Performs a union of two collections. $unionWith combines pipeline results from two collections into a single result set. The stage outputs the combined result set (including duplicates) to the next stage.

The order in which the combined result set documents are output is unspecified.

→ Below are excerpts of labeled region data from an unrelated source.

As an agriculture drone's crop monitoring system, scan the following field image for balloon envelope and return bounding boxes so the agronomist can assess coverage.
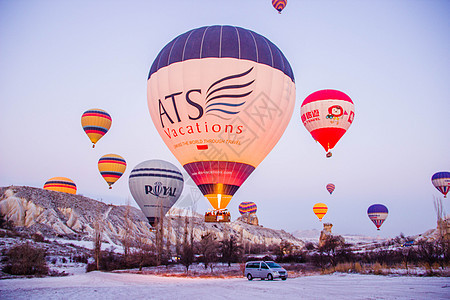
[367,204,389,230]
[44,177,77,194]
[313,203,328,221]
[128,159,184,226]
[239,201,257,215]
[431,172,450,198]
[147,26,295,209]
[81,108,112,147]
[327,183,336,195]
[300,90,355,152]
[98,154,127,188]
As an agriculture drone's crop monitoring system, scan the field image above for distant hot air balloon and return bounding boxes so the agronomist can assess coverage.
[81,108,112,148]
[272,0,287,14]
[367,204,388,230]
[313,203,328,222]
[239,201,257,215]
[44,177,77,194]
[147,26,295,218]
[327,183,336,195]
[98,154,127,189]
[128,159,184,227]
[431,172,450,198]
[300,90,355,157]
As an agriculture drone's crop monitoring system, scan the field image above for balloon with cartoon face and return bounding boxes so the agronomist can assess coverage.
[300,90,355,157]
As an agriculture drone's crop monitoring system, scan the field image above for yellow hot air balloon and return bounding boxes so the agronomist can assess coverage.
[81,108,112,148]
[44,177,77,194]
[98,154,127,189]
[147,26,295,218]
[313,203,328,222]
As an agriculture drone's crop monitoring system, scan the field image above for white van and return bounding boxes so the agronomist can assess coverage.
[244,261,288,280]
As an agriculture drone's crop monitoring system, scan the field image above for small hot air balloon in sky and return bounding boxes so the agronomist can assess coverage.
[367,204,388,230]
[313,203,328,222]
[44,177,77,194]
[300,90,355,157]
[431,172,450,198]
[81,108,112,148]
[272,0,287,14]
[239,201,257,215]
[98,154,127,189]
[147,26,295,214]
[128,159,184,227]
[327,183,336,195]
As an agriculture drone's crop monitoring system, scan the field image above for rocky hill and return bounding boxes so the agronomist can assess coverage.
[0,186,304,248]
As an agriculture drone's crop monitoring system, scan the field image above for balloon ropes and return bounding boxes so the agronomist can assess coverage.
[300,90,355,157]
[239,202,257,215]
[313,203,328,222]
[367,204,389,230]
[98,154,127,189]
[44,177,77,195]
[81,108,112,148]
[431,172,450,198]
[147,25,295,219]
[128,159,184,227]
[272,0,287,14]
[327,183,336,195]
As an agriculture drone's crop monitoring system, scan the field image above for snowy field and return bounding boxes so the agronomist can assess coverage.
[0,272,450,299]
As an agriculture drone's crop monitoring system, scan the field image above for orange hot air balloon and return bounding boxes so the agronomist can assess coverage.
[98,154,127,189]
[44,177,77,194]
[313,203,328,222]
[147,26,295,210]
[300,90,355,157]
[81,108,112,148]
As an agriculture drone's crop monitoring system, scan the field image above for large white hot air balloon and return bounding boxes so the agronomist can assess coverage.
[128,159,184,227]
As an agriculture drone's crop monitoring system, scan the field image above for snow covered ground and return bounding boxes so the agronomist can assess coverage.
[0,272,450,299]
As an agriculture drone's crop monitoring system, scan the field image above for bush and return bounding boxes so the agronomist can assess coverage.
[3,243,49,275]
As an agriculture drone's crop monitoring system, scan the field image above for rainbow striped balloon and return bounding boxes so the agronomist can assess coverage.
[98,154,127,189]
[313,203,328,222]
[81,108,112,148]
[272,0,287,14]
[44,177,77,195]
[327,183,336,195]
[239,201,257,215]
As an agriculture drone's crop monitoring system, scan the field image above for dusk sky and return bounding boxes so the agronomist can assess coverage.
[0,0,450,237]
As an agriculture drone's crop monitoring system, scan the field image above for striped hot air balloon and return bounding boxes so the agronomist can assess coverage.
[431,172,450,198]
[81,108,112,148]
[128,159,184,227]
[239,201,257,215]
[327,183,336,195]
[272,0,287,14]
[313,203,328,222]
[44,177,77,194]
[367,204,389,230]
[98,154,127,189]
[300,90,355,157]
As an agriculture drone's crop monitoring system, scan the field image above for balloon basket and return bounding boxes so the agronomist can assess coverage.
[205,210,231,223]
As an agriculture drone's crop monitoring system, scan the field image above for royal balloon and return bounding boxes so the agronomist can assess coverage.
[147,26,295,210]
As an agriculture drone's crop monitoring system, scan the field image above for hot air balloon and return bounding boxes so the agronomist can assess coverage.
[98,154,127,189]
[431,172,450,198]
[44,177,77,194]
[367,204,388,230]
[327,183,336,195]
[239,202,257,215]
[272,0,287,14]
[128,159,184,227]
[300,90,355,157]
[147,26,295,219]
[313,203,328,222]
[81,108,112,148]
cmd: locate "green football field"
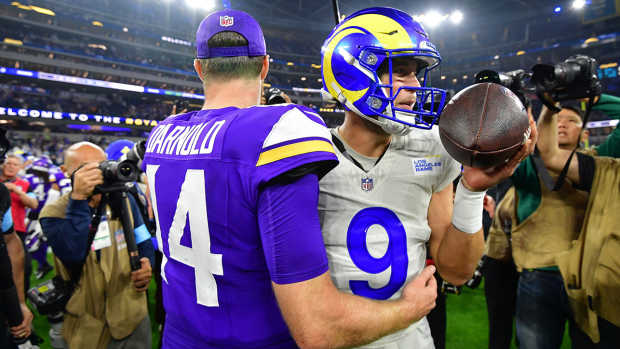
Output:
[30,255,570,349]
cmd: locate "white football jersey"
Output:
[319,127,461,348]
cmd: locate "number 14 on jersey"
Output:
[146,165,224,307]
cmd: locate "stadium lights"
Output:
[422,10,445,28]
[185,0,215,11]
[572,0,586,10]
[413,10,464,28]
[450,10,463,24]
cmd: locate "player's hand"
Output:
[131,257,151,292]
[71,162,103,200]
[401,265,437,322]
[4,182,22,194]
[482,195,495,219]
[11,303,34,338]
[463,114,538,191]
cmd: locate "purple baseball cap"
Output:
[196,9,267,59]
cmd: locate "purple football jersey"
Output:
[23,173,52,217]
[143,105,337,348]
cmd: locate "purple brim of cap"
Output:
[196,9,267,59]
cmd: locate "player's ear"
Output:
[260,55,269,80]
[194,59,203,81]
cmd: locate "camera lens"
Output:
[118,163,133,178]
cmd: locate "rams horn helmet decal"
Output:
[321,7,446,134]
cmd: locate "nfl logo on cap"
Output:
[362,177,374,191]
[220,16,235,27]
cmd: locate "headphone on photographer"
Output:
[0,127,11,161]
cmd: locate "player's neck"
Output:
[202,79,262,109]
[338,111,391,158]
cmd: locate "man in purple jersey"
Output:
[24,158,57,279]
[144,10,436,348]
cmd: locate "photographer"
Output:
[40,142,153,349]
[538,102,620,348]
[511,56,620,349]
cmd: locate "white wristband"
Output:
[452,178,486,234]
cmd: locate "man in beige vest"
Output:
[512,95,620,349]
[40,142,153,349]
[538,103,620,348]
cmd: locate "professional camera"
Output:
[96,141,146,192]
[532,55,603,109]
[99,160,140,187]
[265,87,286,105]
[474,69,535,108]
[26,276,73,316]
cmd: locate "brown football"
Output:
[439,83,530,168]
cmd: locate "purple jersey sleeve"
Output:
[255,106,338,186]
[258,174,328,284]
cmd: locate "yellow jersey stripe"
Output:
[256,140,334,166]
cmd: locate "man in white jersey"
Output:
[319,7,536,349]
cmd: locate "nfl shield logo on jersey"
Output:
[220,16,235,27]
[362,177,374,191]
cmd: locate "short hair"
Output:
[4,153,24,164]
[198,31,265,84]
[562,104,585,122]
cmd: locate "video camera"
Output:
[532,55,603,109]
[475,55,602,110]
[95,141,146,193]
[265,87,286,105]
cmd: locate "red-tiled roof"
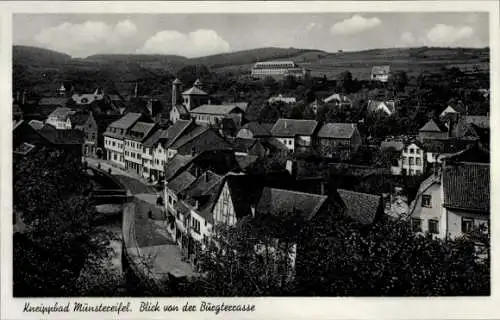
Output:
[318,123,357,139]
[443,162,490,213]
[338,189,381,224]
[271,119,318,137]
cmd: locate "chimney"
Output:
[319,181,325,196]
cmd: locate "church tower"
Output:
[172,78,182,107]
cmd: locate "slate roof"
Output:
[182,87,208,96]
[167,120,192,147]
[226,174,263,219]
[418,119,448,132]
[69,113,90,126]
[256,187,328,220]
[174,104,189,115]
[228,138,257,152]
[323,93,352,104]
[243,122,274,138]
[191,104,244,115]
[380,140,405,151]
[168,122,210,149]
[49,107,75,120]
[165,154,193,181]
[463,116,490,128]
[29,120,44,130]
[126,121,156,141]
[337,189,382,224]
[109,112,142,130]
[38,97,68,107]
[167,171,196,194]
[422,139,471,154]
[318,123,357,139]
[443,162,490,213]
[372,66,391,75]
[367,100,396,114]
[38,126,84,145]
[235,155,259,170]
[142,129,168,148]
[271,119,318,138]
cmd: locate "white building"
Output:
[410,160,490,239]
[124,121,156,174]
[45,107,76,130]
[103,113,142,168]
[380,140,427,176]
[271,119,318,152]
[252,61,309,79]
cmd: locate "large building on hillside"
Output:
[252,61,309,80]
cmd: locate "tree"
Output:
[337,71,353,94]
[13,148,111,296]
[391,70,408,92]
[297,217,490,296]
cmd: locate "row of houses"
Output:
[164,148,383,267]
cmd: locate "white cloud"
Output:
[401,32,417,45]
[397,24,485,47]
[427,24,474,45]
[137,29,230,57]
[330,15,382,35]
[34,20,137,57]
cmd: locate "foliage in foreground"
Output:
[13,148,111,296]
[173,212,490,296]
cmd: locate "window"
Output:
[191,218,200,234]
[462,218,474,233]
[429,219,439,234]
[422,194,432,208]
[411,218,422,232]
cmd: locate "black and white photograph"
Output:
[2,1,498,318]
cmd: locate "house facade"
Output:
[411,161,490,239]
[191,104,244,126]
[103,113,142,168]
[371,66,391,82]
[271,119,318,152]
[418,119,450,142]
[45,107,76,130]
[124,121,157,175]
[317,123,361,160]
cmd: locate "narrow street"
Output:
[85,158,193,277]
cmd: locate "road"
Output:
[85,158,192,280]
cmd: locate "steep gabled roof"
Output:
[242,122,274,138]
[165,154,193,181]
[191,104,244,115]
[49,107,76,120]
[69,113,90,126]
[142,129,168,148]
[318,123,357,139]
[271,119,318,137]
[109,112,142,130]
[167,171,196,194]
[226,174,264,219]
[337,189,382,224]
[443,162,490,213]
[182,87,208,96]
[372,66,391,75]
[418,119,448,132]
[256,187,328,220]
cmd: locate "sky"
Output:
[13,12,489,57]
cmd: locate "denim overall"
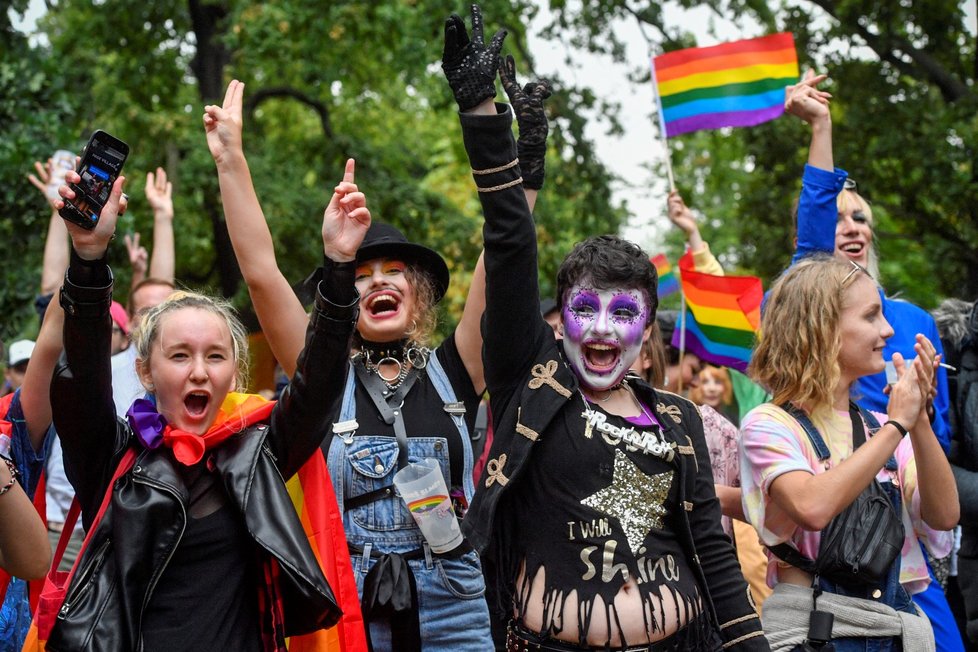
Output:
[790,408,917,652]
[327,353,493,652]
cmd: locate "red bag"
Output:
[23,448,136,652]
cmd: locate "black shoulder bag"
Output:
[770,402,904,588]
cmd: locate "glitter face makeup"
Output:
[561,283,649,391]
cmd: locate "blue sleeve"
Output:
[7,389,54,499]
[921,319,951,454]
[791,164,849,265]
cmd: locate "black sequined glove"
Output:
[441,4,506,111]
[499,55,551,190]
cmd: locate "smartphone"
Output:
[59,129,129,229]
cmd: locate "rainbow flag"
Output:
[672,251,764,371]
[285,451,367,652]
[649,254,679,299]
[652,32,798,137]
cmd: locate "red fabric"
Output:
[163,401,275,466]
[288,452,367,652]
[163,401,275,466]
[24,448,136,651]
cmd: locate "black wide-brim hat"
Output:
[293,222,449,305]
[357,222,449,303]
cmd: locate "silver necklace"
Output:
[356,343,431,391]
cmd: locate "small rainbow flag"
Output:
[649,254,679,299]
[652,32,798,137]
[672,251,764,371]
[285,450,368,652]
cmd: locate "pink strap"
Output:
[51,447,136,586]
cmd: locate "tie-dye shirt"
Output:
[740,403,952,594]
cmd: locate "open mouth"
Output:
[183,392,211,417]
[366,291,401,318]
[839,242,866,258]
[582,342,621,374]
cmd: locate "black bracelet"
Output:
[0,455,20,496]
[883,419,908,437]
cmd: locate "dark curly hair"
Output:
[557,235,659,323]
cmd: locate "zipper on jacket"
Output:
[132,474,187,651]
[58,539,112,620]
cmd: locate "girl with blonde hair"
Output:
[741,256,958,652]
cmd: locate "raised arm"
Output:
[204,80,309,377]
[145,168,176,283]
[51,172,126,527]
[269,159,370,478]
[455,51,551,394]
[123,231,149,293]
[20,288,67,451]
[904,335,961,530]
[27,159,68,296]
[667,190,723,276]
[0,456,51,580]
[784,70,846,263]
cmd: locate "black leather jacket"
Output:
[47,259,357,651]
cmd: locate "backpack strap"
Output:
[779,403,832,462]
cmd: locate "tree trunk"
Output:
[190,0,241,297]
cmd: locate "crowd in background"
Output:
[0,6,978,651]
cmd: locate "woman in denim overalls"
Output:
[203,71,546,652]
[741,256,958,652]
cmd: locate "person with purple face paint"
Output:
[445,7,770,651]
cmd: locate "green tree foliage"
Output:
[548,0,978,307]
[0,0,625,344]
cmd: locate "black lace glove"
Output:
[441,4,506,111]
[499,55,551,190]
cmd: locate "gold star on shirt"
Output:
[581,448,673,556]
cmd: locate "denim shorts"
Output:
[328,434,493,652]
[353,546,493,652]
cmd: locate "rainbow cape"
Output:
[652,32,798,137]
[649,254,679,299]
[672,251,764,371]
[218,393,367,652]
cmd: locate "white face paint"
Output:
[561,283,650,391]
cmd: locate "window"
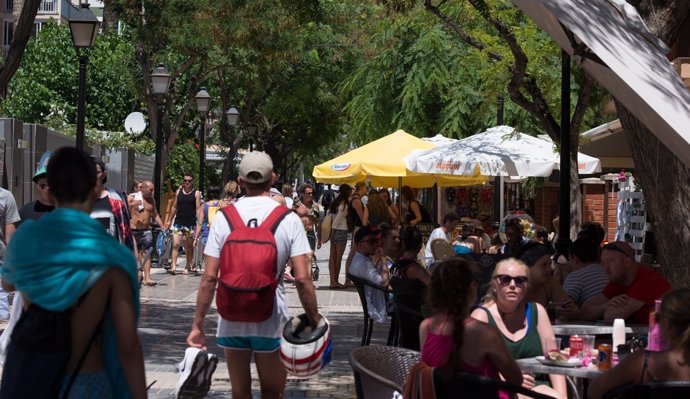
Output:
[38,0,55,12]
[31,22,45,37]
[2,21,14,46]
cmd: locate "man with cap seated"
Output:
[17,151,55,225]
[580,241,672,324]
[350,226,390,322]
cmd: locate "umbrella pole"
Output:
[398,176,402,225]
[555,50,570,255]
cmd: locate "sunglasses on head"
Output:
[496,274,527,288]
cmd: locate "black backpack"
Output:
[0,303,102,399]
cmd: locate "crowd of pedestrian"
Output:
[0,147,688,398]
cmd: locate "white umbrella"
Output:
[403,126,601,176]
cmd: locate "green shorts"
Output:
[216,337,280,352]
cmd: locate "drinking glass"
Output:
[542,337,561,359]
[580,335,594,358]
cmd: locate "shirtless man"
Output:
[129,181,163,286]
[164,173,201,275]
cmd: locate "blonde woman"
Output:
[472,258,568,398]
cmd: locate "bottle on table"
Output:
[613,319,625,353]
[647,299,666,352]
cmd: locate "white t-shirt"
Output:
[424,227,450,258]
[204,196,311,338]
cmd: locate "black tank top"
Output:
[175,190,196,227]
[349,198,364,227]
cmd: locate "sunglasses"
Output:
[496,274,527,288]
[601,243,629,258]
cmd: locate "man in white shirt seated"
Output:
[424,213,460,258]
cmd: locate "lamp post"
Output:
[151,65,170,212]
[247,123,258,152]
[225,107,240,152]
[69,3,100,150]
[194,87,211,193]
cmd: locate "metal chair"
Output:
[350,345,421,399]
[604,381,690,399]
[347,273,397,346]
[390,278,426,351]
[434,368,551,399]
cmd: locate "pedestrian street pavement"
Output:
[139,239,388,398]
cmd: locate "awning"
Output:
[580,119,635,170]
[512,0,690,165]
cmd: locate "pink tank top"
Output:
[422,319,509,399]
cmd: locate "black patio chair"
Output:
[390,278,426,351]
[349,345,421,399]
[604,381,690,399]
[347,273,397,346]
[434,368,551,399]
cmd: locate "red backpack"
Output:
[216,205,290,323]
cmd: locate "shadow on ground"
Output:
[139,301,388,398]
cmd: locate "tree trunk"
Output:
[616,0,690,287]
[0,0,41,96]
[616,102,690,287]
[101,0,117,33]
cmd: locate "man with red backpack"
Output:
[187,152,321,398]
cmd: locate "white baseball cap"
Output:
[240,151,273,184]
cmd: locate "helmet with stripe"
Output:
[280,314,332,378]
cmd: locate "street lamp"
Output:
[69,3,100,150]
[194,87,211,193]
[247,123,258,152]
[225,107,240,126]
[151,65,170,212]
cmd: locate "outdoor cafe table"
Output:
[516,357,605,399]
[553,322,649,335]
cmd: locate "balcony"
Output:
[38,0,57,14]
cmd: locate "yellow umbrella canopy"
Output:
[312,130,487,188]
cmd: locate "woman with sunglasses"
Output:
[472,258,567,398]
[419,258,523,398]
[587,288,690,399]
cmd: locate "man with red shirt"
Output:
[581,241,673,324]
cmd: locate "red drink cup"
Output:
[570,335,585,357]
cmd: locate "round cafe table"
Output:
[516,357,606,399]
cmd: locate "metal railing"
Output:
[38,0,56,13]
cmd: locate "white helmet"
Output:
[280,314,332,378]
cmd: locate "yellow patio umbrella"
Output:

The $unionWith stage has the following syntax:

{ $unionWith: { coll: "<collection>", pipeline: [ <stage1>, ... ] } }

To include all documents from the specified collection without any processing, you can use the simplified form:

{ $unionWith: "<collection>" } // Include all documents from the specified collection

The $unionWith stage takes a document with the following fields:

Field
Description

The collection or view whose pipeline results you wish to include in the result set.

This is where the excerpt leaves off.